Now it is basically certain that Biden will win the US election. In the Senate, Democrats are unlikely to win a majority, so the current situation will be largely maintained and pre-election “fears” of the “blue wave” that could lead to higher corporate tax rates (especially GILTI intangible income rates) will not materialize. assets) and health care reform.
This scenario has supported the shares of healthcare and technology companies, much more than others. For energy, the election result is neutral, whether for oil and gas or green energy. It seems that emerging markets are already beginning to anticipate some change in foreign policy that will occur after Biden’s victory, which could also bring higher appreciation of Chinese stocks.

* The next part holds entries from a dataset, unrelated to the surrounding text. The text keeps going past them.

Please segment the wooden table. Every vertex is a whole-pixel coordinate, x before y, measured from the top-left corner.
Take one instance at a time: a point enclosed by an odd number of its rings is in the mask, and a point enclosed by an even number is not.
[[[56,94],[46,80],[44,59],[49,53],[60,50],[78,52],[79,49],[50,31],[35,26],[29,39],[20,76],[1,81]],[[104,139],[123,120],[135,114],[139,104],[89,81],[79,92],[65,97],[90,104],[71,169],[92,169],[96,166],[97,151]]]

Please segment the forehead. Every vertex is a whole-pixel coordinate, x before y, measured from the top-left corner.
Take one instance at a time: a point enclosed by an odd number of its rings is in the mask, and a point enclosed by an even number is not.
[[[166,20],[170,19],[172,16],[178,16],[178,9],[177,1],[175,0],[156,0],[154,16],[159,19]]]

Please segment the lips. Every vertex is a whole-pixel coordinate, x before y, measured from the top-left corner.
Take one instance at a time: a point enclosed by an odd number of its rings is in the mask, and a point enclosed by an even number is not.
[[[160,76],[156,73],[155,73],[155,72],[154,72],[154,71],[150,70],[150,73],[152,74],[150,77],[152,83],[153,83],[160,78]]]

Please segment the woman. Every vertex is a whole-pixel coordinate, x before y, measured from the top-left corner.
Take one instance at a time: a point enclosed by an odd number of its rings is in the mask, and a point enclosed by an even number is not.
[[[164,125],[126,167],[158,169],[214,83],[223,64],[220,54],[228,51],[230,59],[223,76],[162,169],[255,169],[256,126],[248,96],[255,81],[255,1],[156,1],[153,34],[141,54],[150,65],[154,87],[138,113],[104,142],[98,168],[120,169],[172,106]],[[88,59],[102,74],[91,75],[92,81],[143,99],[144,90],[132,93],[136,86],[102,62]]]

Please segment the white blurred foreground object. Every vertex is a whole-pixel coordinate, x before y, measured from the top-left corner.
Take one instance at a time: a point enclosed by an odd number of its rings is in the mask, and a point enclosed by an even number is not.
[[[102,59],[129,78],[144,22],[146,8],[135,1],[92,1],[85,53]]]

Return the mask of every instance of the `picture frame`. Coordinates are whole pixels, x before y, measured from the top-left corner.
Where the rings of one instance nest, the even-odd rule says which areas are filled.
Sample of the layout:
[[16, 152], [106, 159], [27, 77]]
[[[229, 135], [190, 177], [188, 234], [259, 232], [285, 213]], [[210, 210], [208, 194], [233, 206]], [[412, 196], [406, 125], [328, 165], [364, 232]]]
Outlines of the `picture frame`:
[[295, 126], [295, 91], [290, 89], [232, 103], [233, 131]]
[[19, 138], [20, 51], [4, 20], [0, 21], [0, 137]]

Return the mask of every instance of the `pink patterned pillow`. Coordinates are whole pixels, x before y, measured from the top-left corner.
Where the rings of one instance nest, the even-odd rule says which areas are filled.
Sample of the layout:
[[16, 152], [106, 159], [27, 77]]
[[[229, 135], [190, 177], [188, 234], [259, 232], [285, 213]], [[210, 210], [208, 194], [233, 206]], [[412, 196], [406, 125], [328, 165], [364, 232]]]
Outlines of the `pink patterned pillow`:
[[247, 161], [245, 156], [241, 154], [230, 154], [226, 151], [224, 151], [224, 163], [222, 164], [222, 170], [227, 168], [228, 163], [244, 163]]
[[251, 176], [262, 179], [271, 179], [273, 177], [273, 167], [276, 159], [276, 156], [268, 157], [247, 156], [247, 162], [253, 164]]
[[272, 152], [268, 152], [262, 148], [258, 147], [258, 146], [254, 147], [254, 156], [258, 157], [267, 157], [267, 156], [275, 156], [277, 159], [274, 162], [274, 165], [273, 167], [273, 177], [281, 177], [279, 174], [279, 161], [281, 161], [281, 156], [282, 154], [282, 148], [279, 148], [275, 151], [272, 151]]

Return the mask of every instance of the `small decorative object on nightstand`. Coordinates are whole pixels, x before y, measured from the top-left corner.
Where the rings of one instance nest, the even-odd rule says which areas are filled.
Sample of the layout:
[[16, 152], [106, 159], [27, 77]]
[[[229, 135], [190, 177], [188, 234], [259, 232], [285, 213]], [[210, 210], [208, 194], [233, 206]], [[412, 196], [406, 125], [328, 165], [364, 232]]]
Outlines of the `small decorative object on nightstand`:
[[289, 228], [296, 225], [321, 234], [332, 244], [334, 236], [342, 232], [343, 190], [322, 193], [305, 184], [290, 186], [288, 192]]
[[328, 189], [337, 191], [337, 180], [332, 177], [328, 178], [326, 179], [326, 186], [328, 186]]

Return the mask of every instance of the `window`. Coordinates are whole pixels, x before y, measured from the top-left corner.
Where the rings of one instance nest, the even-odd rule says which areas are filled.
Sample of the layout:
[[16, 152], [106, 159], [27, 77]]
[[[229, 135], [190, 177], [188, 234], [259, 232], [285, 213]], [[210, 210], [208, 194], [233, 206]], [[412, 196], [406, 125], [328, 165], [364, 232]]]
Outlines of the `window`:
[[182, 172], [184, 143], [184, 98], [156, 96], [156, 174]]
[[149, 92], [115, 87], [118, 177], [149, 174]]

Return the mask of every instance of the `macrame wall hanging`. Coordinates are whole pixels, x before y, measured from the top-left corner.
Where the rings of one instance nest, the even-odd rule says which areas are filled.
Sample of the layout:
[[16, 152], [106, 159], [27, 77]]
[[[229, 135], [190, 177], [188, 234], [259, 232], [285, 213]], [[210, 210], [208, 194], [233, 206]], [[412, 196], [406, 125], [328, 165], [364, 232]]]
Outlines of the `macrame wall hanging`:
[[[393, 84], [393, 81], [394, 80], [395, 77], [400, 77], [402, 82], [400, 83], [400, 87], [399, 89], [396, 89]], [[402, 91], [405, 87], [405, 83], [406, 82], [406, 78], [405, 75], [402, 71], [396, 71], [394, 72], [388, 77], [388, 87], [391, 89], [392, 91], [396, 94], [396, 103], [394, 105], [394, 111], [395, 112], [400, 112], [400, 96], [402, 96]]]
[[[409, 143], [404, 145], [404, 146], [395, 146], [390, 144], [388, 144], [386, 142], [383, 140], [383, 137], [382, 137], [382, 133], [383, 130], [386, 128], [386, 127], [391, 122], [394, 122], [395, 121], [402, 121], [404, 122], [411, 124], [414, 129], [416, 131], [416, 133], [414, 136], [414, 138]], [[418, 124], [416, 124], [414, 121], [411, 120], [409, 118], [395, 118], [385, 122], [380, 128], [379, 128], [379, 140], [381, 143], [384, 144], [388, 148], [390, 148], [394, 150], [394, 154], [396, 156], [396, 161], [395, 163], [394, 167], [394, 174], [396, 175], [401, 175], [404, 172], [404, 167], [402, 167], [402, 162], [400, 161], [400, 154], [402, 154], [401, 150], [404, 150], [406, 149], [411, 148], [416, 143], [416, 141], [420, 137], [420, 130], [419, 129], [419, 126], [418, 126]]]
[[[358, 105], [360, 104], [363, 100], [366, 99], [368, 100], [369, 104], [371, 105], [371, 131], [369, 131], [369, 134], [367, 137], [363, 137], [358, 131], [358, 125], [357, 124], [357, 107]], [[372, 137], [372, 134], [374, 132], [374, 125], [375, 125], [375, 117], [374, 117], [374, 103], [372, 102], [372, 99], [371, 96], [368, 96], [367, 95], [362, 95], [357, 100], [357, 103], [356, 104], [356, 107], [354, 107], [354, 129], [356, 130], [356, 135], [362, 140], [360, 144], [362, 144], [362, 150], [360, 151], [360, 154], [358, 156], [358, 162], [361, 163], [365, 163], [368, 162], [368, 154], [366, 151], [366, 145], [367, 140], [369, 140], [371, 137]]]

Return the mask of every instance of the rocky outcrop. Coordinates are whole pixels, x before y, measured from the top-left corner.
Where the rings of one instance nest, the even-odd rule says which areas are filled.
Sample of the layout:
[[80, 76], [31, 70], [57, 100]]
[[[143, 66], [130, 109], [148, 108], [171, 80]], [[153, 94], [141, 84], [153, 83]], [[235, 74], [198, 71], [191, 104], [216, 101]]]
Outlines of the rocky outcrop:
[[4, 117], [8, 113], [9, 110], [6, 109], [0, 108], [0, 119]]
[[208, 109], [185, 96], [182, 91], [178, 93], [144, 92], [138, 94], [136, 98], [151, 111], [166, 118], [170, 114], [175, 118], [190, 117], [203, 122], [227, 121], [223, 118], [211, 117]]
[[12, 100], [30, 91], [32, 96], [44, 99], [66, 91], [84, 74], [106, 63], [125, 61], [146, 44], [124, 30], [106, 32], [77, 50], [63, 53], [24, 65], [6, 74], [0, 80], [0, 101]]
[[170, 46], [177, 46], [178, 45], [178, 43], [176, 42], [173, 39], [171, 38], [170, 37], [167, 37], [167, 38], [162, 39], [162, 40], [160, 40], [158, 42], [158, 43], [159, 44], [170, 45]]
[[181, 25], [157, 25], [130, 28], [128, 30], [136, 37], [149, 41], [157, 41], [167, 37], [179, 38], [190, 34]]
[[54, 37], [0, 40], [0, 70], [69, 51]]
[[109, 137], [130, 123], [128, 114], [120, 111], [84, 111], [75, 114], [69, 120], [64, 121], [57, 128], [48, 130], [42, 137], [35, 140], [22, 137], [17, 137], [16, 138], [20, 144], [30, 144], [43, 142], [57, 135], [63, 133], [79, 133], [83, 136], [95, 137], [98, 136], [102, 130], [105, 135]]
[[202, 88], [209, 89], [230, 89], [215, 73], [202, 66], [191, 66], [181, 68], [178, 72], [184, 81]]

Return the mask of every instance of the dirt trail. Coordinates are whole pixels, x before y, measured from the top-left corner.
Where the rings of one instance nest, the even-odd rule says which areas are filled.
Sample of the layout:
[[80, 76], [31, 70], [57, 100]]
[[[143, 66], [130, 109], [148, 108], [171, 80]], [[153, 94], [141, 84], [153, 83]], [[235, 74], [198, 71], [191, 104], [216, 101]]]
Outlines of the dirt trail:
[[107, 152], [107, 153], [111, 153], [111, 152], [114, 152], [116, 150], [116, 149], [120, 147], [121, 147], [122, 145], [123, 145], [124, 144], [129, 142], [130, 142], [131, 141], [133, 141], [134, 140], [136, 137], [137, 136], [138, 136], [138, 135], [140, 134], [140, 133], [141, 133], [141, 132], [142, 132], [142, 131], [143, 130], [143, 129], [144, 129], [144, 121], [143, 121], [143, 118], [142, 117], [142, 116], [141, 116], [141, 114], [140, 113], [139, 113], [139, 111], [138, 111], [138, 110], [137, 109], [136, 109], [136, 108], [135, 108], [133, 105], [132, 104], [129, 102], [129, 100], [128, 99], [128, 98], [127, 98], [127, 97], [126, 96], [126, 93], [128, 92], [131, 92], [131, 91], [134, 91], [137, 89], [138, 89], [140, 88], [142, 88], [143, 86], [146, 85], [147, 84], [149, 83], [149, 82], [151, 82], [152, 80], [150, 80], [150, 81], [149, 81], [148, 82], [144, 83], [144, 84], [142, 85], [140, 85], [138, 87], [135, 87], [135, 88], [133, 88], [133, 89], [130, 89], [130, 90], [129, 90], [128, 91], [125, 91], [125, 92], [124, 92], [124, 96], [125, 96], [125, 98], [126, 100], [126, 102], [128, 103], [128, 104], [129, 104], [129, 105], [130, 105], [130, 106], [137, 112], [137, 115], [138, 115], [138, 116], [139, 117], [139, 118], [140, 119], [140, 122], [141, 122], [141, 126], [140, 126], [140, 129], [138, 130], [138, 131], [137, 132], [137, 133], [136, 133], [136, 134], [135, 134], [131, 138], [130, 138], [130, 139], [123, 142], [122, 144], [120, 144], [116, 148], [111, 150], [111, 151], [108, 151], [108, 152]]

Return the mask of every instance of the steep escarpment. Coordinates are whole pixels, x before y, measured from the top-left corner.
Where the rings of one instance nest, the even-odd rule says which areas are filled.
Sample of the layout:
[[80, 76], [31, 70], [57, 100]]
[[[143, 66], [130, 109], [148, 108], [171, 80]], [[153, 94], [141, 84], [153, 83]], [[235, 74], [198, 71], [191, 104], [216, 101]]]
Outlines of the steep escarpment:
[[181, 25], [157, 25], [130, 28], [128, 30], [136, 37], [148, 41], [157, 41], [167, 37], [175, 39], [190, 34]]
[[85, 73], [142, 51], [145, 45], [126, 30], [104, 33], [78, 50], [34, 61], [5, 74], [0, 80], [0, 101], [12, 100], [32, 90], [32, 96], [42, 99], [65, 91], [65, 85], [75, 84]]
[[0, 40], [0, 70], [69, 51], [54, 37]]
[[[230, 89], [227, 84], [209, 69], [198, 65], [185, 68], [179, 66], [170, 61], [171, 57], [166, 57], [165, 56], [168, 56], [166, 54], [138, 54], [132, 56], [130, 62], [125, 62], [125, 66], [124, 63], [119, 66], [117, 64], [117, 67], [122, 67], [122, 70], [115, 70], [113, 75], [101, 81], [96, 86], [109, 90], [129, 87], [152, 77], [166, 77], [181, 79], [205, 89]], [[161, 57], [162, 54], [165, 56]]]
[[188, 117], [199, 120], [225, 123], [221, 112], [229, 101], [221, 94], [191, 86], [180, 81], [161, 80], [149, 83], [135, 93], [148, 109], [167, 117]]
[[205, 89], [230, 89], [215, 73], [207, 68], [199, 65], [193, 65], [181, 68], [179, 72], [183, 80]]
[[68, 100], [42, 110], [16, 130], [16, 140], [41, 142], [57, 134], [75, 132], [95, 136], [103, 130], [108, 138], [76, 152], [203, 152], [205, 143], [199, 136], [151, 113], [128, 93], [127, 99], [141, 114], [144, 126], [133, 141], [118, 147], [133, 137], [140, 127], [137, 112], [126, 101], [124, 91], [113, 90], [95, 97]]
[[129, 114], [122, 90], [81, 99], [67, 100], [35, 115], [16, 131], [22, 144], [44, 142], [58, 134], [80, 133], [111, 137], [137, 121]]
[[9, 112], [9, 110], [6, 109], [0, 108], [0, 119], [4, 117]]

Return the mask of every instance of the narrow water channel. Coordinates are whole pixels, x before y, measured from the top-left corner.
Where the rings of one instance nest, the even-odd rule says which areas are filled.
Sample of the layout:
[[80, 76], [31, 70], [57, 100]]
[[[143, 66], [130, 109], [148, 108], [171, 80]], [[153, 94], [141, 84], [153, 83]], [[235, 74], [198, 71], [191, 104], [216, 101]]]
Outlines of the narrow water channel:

Steep fall in the volatility index
Another significant event following the US election was the sharp decline in the VIX index, which fell from 37 to 26 in just four days. The entire front of the futures curve on the VIX index moved lower. Probably because the market got rid of end-use hedging and the biggest election uncertainty disappeared. Given the huge volume of unilateral trading by retail investors in weekly and monthly options on individual stocks, we do not think that the days when the VIX spot was anchored at a very low level and the contango rose sharply would return. In the future, a little different volatility awaits us.
Growth stocks in the limelight
When the Senate is in the hands of Republicans, we will most likely not see a large fiscal impulse, so reflation trading has lost some strength. As a result, government bond yields will remain low for some time to come. Thus, trading in the “TINA” regime, ie “There’s No Alternative”, comes into play again, and the prices of long-term assets (growth shares, real estate, etc.) will continue to rise.
It is still true that the Nasdaq 100 index represents the fastest growing companies generating solid free cash flow. According to our calculations, the free cash flow yields in the Nasdaq 100 index are still about 2% above the worst yield to maturity of global corporate bonds. This means a significant rise in the price of growth stocks, but nothing to worry about. In addition, the growth stock segment yields many times higher returns in the event of inflation. Therefore, we remain convinced that investors should strengthen their positions in growth stocks.
Disclaimer: This article is for information purposes only and does not serve as an investment recommendation under Act No. 256/2004 Coll. on doing business on the capital market. In preparing this article, the author relied on publicly available sources. Roklen Holding as and Roklen360 as are not responsible for any errors in the text or data.